本件は、株式会社近未来通信の九州地区の代理店及びその代表者から勧誘を受けて、近未来通信と業務協約を締結した被害者らが、代理店及びその代表者は、近未来通信の事業が将来破綻することを知った上で、原告らを勧誘したものであり、故意により損害を被らせたと主張し、また、仮に故意がなくても代理店として近未来数審の事業の収益性等について調査してこれを説明すべき義務があるにもかかわらず、これを怠った過失によって損害を被らせたと主張していた事案です。
福岡県弁護士会のHP委員会のIT110番(無料電話相談)を経て、同委員会および消費者委員会の有志10名が原告弁護団を結成して、平成20年12月16日に提訴。
平成21年2月13日の第1回期日後、14回の期日を経て、平成22年12月8日に結審して、本日、判決が言い渡されたものです。
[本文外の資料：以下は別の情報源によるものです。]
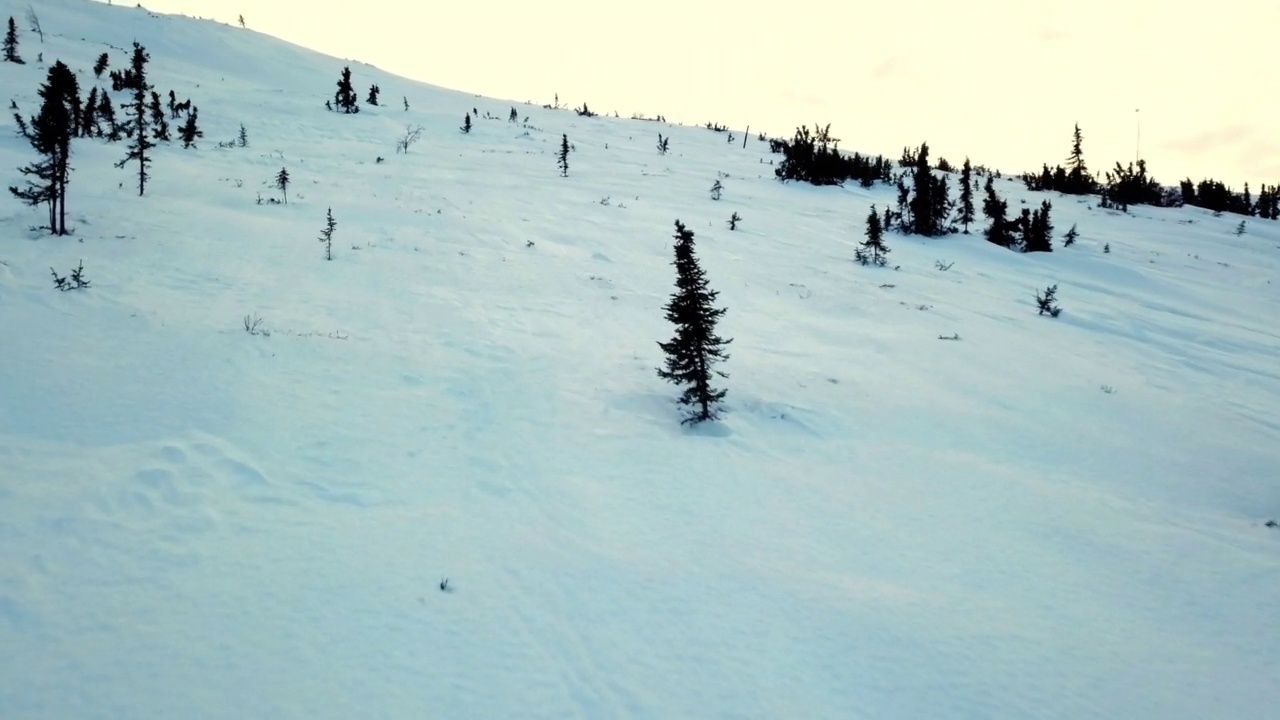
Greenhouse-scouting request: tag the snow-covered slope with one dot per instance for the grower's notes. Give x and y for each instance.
(1046, 519)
福岡地裁は、代理店の故意は認定しませんでしたが、「業務契約の締結を勧誘する際には、投資額が回収できないという一般的なリスクや、高い還元金やマージン等を支えるに足りる確実な収益基盤がないという本件システム特有のリスクを説明すべき義務があり、投資額の回収可能性や収益の見込み等について、断定的な判断を提供したり、確実であると誤解させる恐れのあることを告げたりして勧誘した場合には、上記説明義務に違反し、不法行為責任が成立する」と判断しました。
その上で、福岡地裁は、代理店代表者の被害者5名に対する各説明義務違反を詳細な事実認定の上で認め、不法行為責任を認めたものです(4名の原告について過失相殺3割、1名の原告について過失相殺7割)。